The primary risk for DSEP is the capped upside, which limits potential gains in strongly bullish markets. While the fund provides a buffer against losses between -5% and -30%, it will not participate fully in market rallies exceeding the 11.43% cap. Additionally, the fund's performance is directly tied to the SPDR S&P 500 ETF Trust (SPY), making it susceptible to broader market downturns. Changes in market volatility and interest rates could also impact the fund's performance. Investors should carefully consider these risks before investing in DSEP.

What are the key factors to evaluate for DSEP?

FT Vest U.S. Equity Deep Buffer ETF - September (DSEP) holds an AI score of 47/100 (low). Not financial advice.

How frequently does DSEP data refresh on this page?

DSEP prices update in real time during U.S. market hours. Fundamentals refresh after quarterly filings; analyst ratings and AI insights update daily; news is aggregated continuously.

What has driven DSEP's recent stock price performance?

FT Vest U.S. Equity Deep Buffer ETF - September (DSEP) moves on earnings results, analyst revisions, sector rotation, and market sentiment. Notable catalyst: Defined downside protection between -5% and -30%. See the News tab for the latest drivers. Past performance does not predict future results.

Should investors consider DSEP overvalued or undervalued right now?

Valuing FT Vest U.S. Equity Deep Buffer ETF - September (DSEP) requires multiple metrics. Compare P/E, P/S, and EV/EBITDA against sector peers for a full view.

What research should beginners do before buying DSEP?

Before investing in FT Vest U.S. Equity Deep Buffer ETF - September (DSEP), research these four areas: (1) the company's revenue model and competitive position (see Company Overview), (2) financial health through revenue growth, margins, and cash flow (see MoonshotScore), (3) what Wall Street analysts recommend and their price targets (see Analyst tab), and (4) specific risk factors that could impact the stock (see Risk Factors section).

Why might investors consider adding DSEP to a portfolio?

Key strength of FT Vest U.S. Equity Deep Buffer ETF - September (DSEP): Defined downside protection between -5% and -30%. Weigh rewards against risks and diversify. Not financial advice.

Disclaimer: This content is for informational purposes only and does not constitute investment advice.
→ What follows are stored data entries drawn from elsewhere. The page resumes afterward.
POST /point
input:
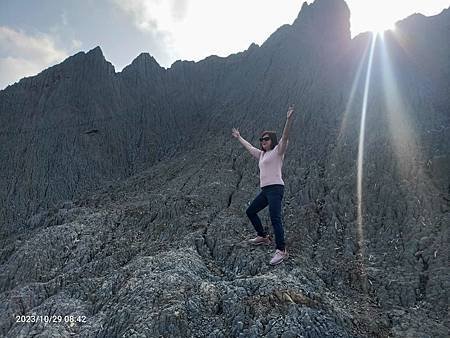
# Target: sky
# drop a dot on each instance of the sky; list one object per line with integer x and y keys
{"x": 35, "y": 35}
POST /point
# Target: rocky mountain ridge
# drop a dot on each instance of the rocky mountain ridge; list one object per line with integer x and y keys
{"x": 123, "y": 194}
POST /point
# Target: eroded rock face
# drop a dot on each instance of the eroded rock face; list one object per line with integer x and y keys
{"x": 146, "y": 235}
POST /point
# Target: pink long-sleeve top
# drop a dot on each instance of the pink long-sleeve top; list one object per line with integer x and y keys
{"x": 270, "y": 164}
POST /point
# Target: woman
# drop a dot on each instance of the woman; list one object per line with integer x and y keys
{"x": 270, "y": 158}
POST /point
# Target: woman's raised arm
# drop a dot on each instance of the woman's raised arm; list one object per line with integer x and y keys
{"x": 287, "y": 127}
{"x": 254, "y": 151}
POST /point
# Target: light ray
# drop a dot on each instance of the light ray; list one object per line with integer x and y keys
{"x": 360, "y": 231}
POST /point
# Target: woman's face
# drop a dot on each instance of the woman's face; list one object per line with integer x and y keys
{"x": 266, "y": 142}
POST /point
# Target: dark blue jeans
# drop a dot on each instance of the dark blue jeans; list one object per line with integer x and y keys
{"x": 271, "y": 195}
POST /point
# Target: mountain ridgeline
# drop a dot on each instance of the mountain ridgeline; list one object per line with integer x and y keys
{"x": 123, "y": 194}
Always do your own research and consult a financial advisor.

Official Resources

Price as of Analysis updated AI Score refreshed daily
Data Sources & Methodology
Market data powered by Financial Modeling Prep & Yahoo Finance. AI analysis by Stock Expert AI proprietary algorithms. Technical indicators via industry-standard calculations. Last updated: .
Data Provenance
Sources: Financial Modeling Prep (FMP) — Primary · Yahoo Finance — Fallback · Alpaca — Tertiary
Last fetched:
Cache TTL: Quote 5min · Profile 7d · Financials 7d · Insider 48h
How we use AI: Numbers are pulled directly from FMP & Yahoo Finance — our AI writes the analysis, it never edits the figures.
Data provided as-is for educational purposes. Not financial advice. Methodology

Data provided for informational purposes only.

Analysis Notes
  • The analysis is based on the provided company description and financial data.
  • AI analysis is pending for DSEP.